Wenn Gesellschaften zerfallen, dann muss sich nicht nur der Staat stabilisieren und also verändern (Man muss die Dinge ändern, damit sie die gleichen bleiben – Lampedusa), es kommt auch darauf an, dass in der Zivilgesellschaft sich neue Strukturen so festigen, dass sie nicht wie Sandbänke weggeschwemmt oder abgetrieben werden. Mir kommt immer in den Sinn, wer mit wem sich austauschen oder kooperieren soll, damit die Grenzen der eigenen Expertise oder Routine nicht versteinern, – also selbst in Bewegung geraten, ist angesagt, anders als die Richtung des Zerfalls kommt es hier auf Verbindungen an, auf das Probieren des zuvor nicht praktizierten Handelns – mit der einzigen Begründung, dass es ohne diese Versuchsanordnung ohnedies beim Zerfall bleibt und uns dem Zufall überlässt)(das war ein Kalauer mit Sinn).

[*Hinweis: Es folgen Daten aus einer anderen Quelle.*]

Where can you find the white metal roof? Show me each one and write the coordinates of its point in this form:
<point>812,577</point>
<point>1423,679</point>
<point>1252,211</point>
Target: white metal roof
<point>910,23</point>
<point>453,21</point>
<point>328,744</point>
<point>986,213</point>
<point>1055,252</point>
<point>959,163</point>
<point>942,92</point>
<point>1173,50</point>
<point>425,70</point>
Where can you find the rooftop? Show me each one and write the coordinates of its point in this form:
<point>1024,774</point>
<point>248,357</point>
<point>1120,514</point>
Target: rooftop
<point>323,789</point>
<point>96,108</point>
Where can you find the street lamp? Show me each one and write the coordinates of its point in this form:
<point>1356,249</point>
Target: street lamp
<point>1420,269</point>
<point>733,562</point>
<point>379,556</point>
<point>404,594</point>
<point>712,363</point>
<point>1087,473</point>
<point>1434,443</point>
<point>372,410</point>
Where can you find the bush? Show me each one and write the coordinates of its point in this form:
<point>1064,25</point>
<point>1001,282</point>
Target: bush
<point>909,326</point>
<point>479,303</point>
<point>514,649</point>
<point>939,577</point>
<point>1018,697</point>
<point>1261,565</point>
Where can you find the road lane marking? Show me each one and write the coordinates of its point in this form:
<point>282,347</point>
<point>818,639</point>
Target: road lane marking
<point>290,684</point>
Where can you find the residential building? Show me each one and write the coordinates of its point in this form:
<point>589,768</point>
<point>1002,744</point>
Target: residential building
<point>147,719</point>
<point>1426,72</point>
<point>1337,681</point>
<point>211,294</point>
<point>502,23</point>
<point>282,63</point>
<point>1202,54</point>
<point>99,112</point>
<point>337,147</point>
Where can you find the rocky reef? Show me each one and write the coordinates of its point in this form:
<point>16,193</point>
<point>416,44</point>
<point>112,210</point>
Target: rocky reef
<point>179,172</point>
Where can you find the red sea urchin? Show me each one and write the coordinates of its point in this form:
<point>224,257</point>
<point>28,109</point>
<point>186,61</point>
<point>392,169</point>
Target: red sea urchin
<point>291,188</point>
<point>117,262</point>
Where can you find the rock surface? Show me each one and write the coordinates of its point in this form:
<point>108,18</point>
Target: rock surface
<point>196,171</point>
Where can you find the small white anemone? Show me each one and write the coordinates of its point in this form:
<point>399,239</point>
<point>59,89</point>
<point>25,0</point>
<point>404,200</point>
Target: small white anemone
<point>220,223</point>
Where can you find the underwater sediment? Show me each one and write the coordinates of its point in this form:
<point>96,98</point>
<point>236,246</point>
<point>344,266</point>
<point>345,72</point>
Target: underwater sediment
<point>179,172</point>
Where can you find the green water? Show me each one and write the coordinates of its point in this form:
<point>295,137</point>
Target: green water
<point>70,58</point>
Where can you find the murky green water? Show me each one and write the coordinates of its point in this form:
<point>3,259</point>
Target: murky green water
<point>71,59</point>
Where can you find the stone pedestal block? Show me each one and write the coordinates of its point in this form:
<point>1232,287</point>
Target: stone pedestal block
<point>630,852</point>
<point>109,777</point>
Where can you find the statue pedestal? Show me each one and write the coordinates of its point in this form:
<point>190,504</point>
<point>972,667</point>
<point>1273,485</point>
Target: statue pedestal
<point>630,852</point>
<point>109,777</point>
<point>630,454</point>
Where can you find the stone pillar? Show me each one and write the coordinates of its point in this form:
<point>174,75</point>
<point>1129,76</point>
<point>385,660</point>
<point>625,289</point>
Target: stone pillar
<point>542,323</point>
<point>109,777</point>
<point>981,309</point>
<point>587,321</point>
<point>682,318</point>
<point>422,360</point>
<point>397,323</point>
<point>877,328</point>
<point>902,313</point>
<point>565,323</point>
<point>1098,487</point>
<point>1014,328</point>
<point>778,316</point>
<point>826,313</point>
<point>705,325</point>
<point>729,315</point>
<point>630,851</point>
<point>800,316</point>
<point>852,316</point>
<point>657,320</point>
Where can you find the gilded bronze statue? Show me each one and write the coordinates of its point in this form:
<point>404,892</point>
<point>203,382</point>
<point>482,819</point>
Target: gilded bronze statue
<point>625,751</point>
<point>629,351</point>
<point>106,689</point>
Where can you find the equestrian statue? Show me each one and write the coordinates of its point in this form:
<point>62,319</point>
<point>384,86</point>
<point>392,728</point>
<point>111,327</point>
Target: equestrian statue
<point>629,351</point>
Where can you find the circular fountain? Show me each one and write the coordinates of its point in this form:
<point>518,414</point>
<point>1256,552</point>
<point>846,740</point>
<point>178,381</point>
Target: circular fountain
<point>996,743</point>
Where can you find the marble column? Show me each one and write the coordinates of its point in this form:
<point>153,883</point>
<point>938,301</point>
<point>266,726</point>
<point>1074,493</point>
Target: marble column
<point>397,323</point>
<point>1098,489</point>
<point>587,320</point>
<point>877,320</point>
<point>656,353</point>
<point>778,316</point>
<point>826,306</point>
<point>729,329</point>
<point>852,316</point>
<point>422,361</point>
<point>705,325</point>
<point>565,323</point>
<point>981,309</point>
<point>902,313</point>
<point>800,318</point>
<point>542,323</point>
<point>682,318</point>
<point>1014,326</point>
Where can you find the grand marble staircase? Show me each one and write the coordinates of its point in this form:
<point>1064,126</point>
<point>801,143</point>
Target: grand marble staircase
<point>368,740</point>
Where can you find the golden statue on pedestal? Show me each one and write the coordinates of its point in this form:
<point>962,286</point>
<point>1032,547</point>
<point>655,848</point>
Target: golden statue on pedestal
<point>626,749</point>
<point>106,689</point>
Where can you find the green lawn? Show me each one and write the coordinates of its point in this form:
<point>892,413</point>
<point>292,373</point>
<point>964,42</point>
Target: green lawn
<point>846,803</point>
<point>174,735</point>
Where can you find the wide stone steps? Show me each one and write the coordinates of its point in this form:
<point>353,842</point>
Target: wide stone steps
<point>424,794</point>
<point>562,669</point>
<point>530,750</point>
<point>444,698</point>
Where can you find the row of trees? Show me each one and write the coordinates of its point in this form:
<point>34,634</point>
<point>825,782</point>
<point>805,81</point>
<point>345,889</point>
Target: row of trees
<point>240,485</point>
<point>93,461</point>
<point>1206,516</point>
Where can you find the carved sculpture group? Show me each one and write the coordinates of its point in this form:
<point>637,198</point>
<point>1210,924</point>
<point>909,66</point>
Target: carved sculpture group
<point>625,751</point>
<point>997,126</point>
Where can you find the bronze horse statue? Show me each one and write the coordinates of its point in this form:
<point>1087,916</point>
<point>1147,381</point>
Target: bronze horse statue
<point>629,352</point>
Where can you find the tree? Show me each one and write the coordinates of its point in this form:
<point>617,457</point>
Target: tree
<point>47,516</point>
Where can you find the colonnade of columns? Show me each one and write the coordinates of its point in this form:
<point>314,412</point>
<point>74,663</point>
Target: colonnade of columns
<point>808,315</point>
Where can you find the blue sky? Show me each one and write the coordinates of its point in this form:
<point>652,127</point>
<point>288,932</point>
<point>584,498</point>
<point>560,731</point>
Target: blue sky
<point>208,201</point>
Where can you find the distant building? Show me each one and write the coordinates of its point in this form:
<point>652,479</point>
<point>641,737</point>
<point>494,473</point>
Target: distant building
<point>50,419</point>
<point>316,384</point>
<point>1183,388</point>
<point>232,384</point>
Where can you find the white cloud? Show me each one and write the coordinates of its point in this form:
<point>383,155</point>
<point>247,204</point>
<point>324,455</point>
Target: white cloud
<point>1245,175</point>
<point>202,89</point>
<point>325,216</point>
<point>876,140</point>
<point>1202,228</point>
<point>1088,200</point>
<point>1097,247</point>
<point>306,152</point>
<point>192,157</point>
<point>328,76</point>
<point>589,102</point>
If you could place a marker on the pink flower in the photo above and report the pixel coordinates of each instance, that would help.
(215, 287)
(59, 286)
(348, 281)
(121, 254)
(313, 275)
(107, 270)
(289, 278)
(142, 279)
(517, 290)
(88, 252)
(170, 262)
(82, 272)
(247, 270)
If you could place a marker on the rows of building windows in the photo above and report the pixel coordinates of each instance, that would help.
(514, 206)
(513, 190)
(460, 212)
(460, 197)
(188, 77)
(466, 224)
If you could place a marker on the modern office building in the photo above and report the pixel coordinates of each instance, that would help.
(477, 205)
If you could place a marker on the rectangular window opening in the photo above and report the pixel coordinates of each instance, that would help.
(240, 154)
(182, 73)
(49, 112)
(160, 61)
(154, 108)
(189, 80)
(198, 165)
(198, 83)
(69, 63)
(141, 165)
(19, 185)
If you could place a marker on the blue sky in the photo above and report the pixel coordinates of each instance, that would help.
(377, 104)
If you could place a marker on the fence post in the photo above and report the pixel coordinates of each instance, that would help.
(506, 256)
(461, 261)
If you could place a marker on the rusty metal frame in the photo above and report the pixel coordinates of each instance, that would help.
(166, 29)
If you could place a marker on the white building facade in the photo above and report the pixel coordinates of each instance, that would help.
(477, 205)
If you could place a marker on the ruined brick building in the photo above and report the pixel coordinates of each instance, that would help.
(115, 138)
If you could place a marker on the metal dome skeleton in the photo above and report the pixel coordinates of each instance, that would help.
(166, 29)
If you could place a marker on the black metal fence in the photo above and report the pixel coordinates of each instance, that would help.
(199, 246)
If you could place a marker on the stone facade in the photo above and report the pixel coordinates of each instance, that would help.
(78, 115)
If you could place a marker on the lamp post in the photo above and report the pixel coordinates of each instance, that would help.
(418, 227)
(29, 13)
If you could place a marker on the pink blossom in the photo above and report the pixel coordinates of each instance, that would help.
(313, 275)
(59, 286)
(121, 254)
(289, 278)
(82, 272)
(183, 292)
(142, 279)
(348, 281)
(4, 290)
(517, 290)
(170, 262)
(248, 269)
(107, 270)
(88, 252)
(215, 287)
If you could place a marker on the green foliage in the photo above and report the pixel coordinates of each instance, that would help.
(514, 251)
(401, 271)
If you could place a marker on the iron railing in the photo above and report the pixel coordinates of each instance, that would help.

Diese Gedanken entwickle ich nicht aus meiner wissenschaftlichen Tagesarbeit, sondern bei der Wahrnehmung der Nachrichten, aus aller Welt, also auch von hier. Die Mischung aus Resignation (es ändert sich ja doch nichts) und Erwartung (jetzt muss sich doch etwas ändern) stört mich. Dass etwas geschehen muss, wäre ja die Folge davon, dass etwas getan wird (gerade bei der Umwelt kann man ja sehen, dass Verhinderer wie Wissing das Tun besser fundierter Politik zerstören, siehe oben…das wäre bei uns; im Großen kann man das ja an Netanjahu und seinem Kabinett sehen, die sich auf peinliche Weise mit den Terroristen gemein machen, und eben deshalb nichts Friedensstiftendes tun, sondern sich im Verhindern überbieten). Und das wird in den Nachrichten überdeutlich – ungewollt freilich – halbstündlich verbreitet. Es gibt da 9immer ein paar Ausnahmen, aber zu wenige.
*
Ich sehe mich, uns, sowohl auf Aktivitäten vorbereiten (Vorbilder gibt es da viele: zB. die Überlebenden geflüchteten Vertreterinnen der russischen Demokratie – externe Opposition mit befreiender Perspektive), als Reflexion, Überdenken dessen, was wir von einer Politik erwarten, in die wir uns einbringen müss(t)en. Es kann nicht jede(r) alles machen, aber etwas muss jede(r) tun. Und das ist Teil des Clous, dass man auch Positionen verlassen muss, wenn man sich noch so wohl da gefühlt haben sollte, weil man ja schon weiß, dass sie nicht haltbar sind (Lebenspraxis contra Umwelt, Kommunikation contra Wahrheit, Justiz contra Gerechtigkeit etc.), also – kurz – Politik im eigenen Leben wieder sich entfalten lassen.